David and I had a tremendous adventure. It was this, he passed
the night with me. We had often talked of it as a possible
thing, and at last Mary consented to our having it.

The adventure began with David's coming to me at the unwonted
hour of six P.M., carrying what looked like a packet of
sandwiches, but proved to be his requisites for the night done up
in a neat paper parcel. We were both so excited that, at the
moment of greeting, neither of us could be apposite to the
occasion in words, so we communicated our feelings by signs; as
thus, David half sat down in a place where there was no chair,
which is his favourite preparation for being emphatic, and is
borrowed, I think, from the frogs, and we then made the
extraordinary faces which mean, "What a tremendous adventure!"

We were to do all the important things precisely as they are done
every evening at his own home, and so I am in a puzzle to know
how it was such an adventure to David.
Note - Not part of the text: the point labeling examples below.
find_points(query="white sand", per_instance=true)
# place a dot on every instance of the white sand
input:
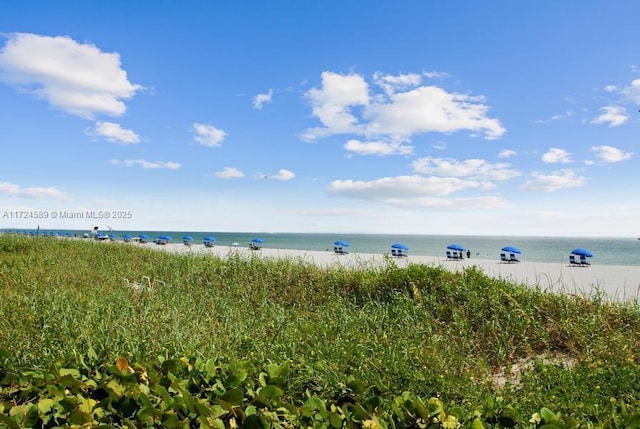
(617, 282)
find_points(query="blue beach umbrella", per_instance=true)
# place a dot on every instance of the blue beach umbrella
(399, 246)
(582, 252)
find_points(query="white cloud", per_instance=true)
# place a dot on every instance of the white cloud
(261, 99)
(632, 92)
(332, 104)
(474, 168)
(553, 182)
(147, 165)
(73, 77)
(414, 191)
(391, 84)
(610, 153)
(507, 153)
(282, 175)
(229, 173)
(435, 74)
(612, 115)
(115, 133)
(556, 156)
(379, 148)
(208, 135)
(344, 105)
(401, 187)
(37, 192)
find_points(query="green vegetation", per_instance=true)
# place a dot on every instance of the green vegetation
(257, 342)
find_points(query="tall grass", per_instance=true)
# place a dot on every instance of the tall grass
(421, 328)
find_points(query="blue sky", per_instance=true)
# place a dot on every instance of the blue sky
(418, 117)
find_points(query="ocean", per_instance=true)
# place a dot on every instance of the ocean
(606, 251)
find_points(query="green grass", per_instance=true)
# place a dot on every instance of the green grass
(421, 328)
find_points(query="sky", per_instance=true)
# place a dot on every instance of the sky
(414, 117)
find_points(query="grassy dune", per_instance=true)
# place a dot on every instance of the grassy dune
(464, 338)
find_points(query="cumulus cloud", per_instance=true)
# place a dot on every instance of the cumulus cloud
(380, 148)
(611, 115)
(554, 181)
(434, 74)
(556, 156)
(229, 173)
(507, 153)
(115, 133)
(610, 153)
(13, 190)
(332, 104)
(76, 78)
(345, 104)
(282, 175)
(261, 99)
(391, 84)
(147, 165)
(208, 135)
(414, 191)
(479, 169)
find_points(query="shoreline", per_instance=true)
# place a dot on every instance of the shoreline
(617, 282)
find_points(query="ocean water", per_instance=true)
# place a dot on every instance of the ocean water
(606, 251)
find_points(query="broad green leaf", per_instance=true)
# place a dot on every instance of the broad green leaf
(477, 424)
(45, 404)
(77, 417)
(116, 388)
(233, 396)
(73, 372)
(269, 394)
(547, 415)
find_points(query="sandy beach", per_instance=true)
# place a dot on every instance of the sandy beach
(618, 283)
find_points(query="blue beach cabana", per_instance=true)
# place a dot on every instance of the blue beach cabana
(512, 251)
(454, 252)
(399, 249)
(583, 254)
(341, 247)
(256, 243)
(163, 239)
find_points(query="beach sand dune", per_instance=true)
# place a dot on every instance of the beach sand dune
(616, 282)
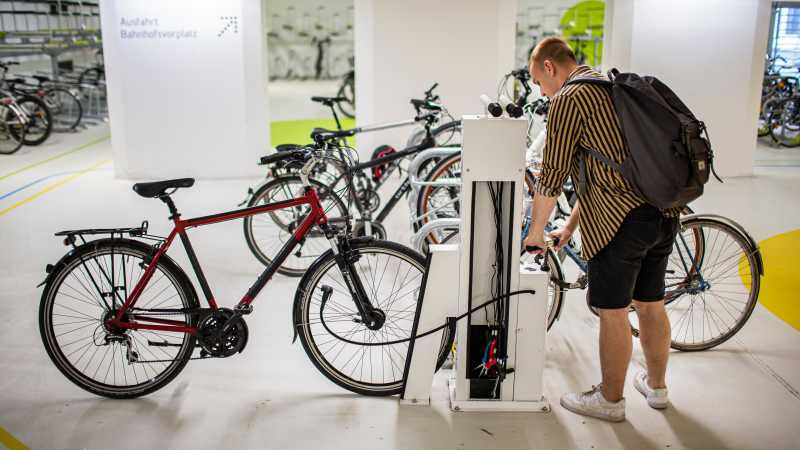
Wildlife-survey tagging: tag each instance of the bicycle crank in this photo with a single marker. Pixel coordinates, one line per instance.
(223, 333)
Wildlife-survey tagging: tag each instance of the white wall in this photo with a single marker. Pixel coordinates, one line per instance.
(710, 52)
(193, 106)
(402, 48)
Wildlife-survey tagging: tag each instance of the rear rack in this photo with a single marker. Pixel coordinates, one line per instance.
(140, 232)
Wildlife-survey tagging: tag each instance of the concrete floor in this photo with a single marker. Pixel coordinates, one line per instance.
(744, 394)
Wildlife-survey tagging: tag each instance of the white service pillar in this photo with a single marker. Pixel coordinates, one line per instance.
(187, 87)
(403, 47)
(710, 52)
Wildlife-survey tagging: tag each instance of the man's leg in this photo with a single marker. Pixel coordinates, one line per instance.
(654, 334)
(615, 351)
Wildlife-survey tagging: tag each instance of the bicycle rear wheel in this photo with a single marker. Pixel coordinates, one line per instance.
(66, 108)
(440, 202)
(40, 123)
(85, 289)
(12, 130)
(712, 284)
(785, 122)
(392, 276)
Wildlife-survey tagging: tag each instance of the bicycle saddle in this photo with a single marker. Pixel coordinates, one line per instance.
(324, 134)
(328, 101)
(159, 188)
(425, 104)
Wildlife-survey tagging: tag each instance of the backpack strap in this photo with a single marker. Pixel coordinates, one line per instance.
(590, 80)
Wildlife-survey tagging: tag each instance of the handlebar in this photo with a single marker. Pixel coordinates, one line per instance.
(300, 155)
(425, 104)
(534, 248)
(429, 92)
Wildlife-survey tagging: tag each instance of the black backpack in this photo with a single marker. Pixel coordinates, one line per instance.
(668, 160)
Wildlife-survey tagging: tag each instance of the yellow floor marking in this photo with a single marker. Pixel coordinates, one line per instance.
(781, 282)
(10, 441)
(52, 158)
(53, 186)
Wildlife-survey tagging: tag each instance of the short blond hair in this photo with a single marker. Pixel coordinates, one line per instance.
(554, 49)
But I have now said
enough to show you what an adventure it was to me.

For a little while we played with my two medals, and, with the
delicacy of a sleeping companion, David abstained on this
occasion from asking why one of them was not a Victoria Cross.
He is very troubled because I never won the Victoria Cross, for
it lowers his status in the Gardens. He never says in the
Gardens that I won it, but he fights any boy of his year who says
I didn't. Their fighting consists of challenging each other.

At twenty-five past six I turned on the hot water in the bath,
and covertly swallowed a small glass of brandy. I then said,
"Half- past six; time for little boys to be in bed." I said it
in the matter-of-fact voice of one made free of the company of
parents, as if I had said it often before, and would have to say
it often again, and as if there was nothing particularly
delicious to me in hearing myself say it. I tried to say it in
that way.

And David was deceived. To my exceeding joy he stamped his
little foot, and was so naughty that, in gratitude, I gave him
five minutes with a matchbox. Matches, which he drops on the
floor when lighted, are the greatest treat you can give David;
indeed, I think his private heaven is a place with a roaring
bonfire.

Then I placed my hand carelessly on his shoulder, like one a
trifle bored by the dull routine of putting my little boys to
bed, and conducted him to the night nursery, which had lately
been my private chamber. There was an extra bed in it tonight,
very near my own, but differently shaped, and scarcely less
conspicuous was the new mantel-shelf ornament: a tumbler of milk,
with a biscuit on top of it, and a chocolate riding on the
biscuit. To enter the room without seeing the tumbler at once
was impossible. I had tried it several times, and David saw and
promptly did his frog business, the while, with an indescribable
emotion, I produced a night-light from my pocket and planted it
in a saucer on the wash- stand.

David watched my preparations with distasteful levity, but anon
made a noble amend by abruptly offering me his foot as if he had
no longer use for it, and I knew by intuition that he expected me
to take off his boots. I took them off with all the coolness of
an old hand, and then I placed him on my knee and removed his
blouse. This was a delightful experience, but I think I remained
wonderfully calm until I came somewhat too suddenly to his little
braces, which agitated me profoundly.

I cannot proceed in public with the disrobing of David.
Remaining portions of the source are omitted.